In 1788, King George III had one of many bouts of mental illness. Though the first outburst was kept from her due to the decision of Princess Agatha, Queen Charlotte knew of the others.
Due to her husband’s sickness, Queen Charlotte isolated herself from King George III; they slept in separate rooms and didn’t share meals together. Queen Charlotte was frightened of King George’s erratic behavior. The King’s sickness profoundly affected Queen Charlotte. She became depressed and withdrew from activities she once enjoyed. The Queen found refuge by moving to a new residence and by tending to her gardens.
With the introduction of new species of plants and flowers, Queen Charlotte became acquainted with unique botany. The South African flower, the Bird of Paradise was renamed Strelitzia reginae in her honor.
Queen Charlotte and Queen Marie Antoinette shared a strong friendship, by writing to each other often. Marie Antoinette confided in Queen Charlotte about the onset of the French Revolution.
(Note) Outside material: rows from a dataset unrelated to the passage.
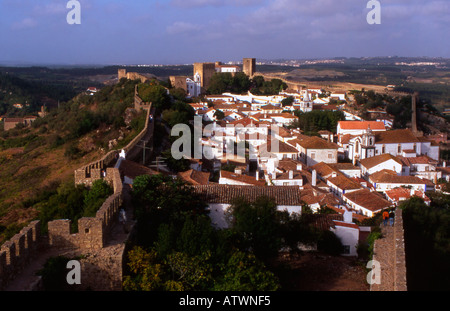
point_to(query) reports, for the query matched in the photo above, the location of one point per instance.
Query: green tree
(258, 225)
(244, 272)
(94, 198)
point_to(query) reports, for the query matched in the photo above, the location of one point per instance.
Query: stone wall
(389, 251)
(92, 231)
(102, 263)
(16, 253)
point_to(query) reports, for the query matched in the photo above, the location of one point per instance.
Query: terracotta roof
(376, 160)
(395, 137)
(402, 193)
(289, 165)
(271, 107)
(343, 166)
(132, 169)
(283, 195)
(361, 125)
(408, 161)
(315, 142)
(195, 177)
(323, 169)
(242, 178)
(322, 221)
(368, 199)
(386, 176)
(346, 224)
(13, 120)
(282, 147)
(285, 175)
(344, 183)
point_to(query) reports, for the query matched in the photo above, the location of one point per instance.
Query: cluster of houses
(356, 172)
When Marie Antoinette was executed, Queen Charlotte was understandably disheartened.
In 1811, King George III became permanently ill. Consequently, Queen Charlotte was appointed as his legal guardian. Their son, the Prince Regent assumed royal power. Due to King George’s violent behavior, Queen Charlotte refrained from visiting her husband after 1812.
On November 17, 1818, Queen Charlotte died. King George III died 14 months later. Queen Charlotte was the second longest serving consort in British history; having served 57 years.
Her eldest son, Prince Regent was bestowed with Queen Charlotte’s jewels. All of her other belongings were sold at an auction. Christie’s sold her snuff, furniture and clothing.
Queen Charlotte has numerous honors bestowed upon her post-humously including a statue of her in Queen Square in Bloomsbury, London, and at the Charlotte/Douglas International Airport in Charlotte, North Carolina.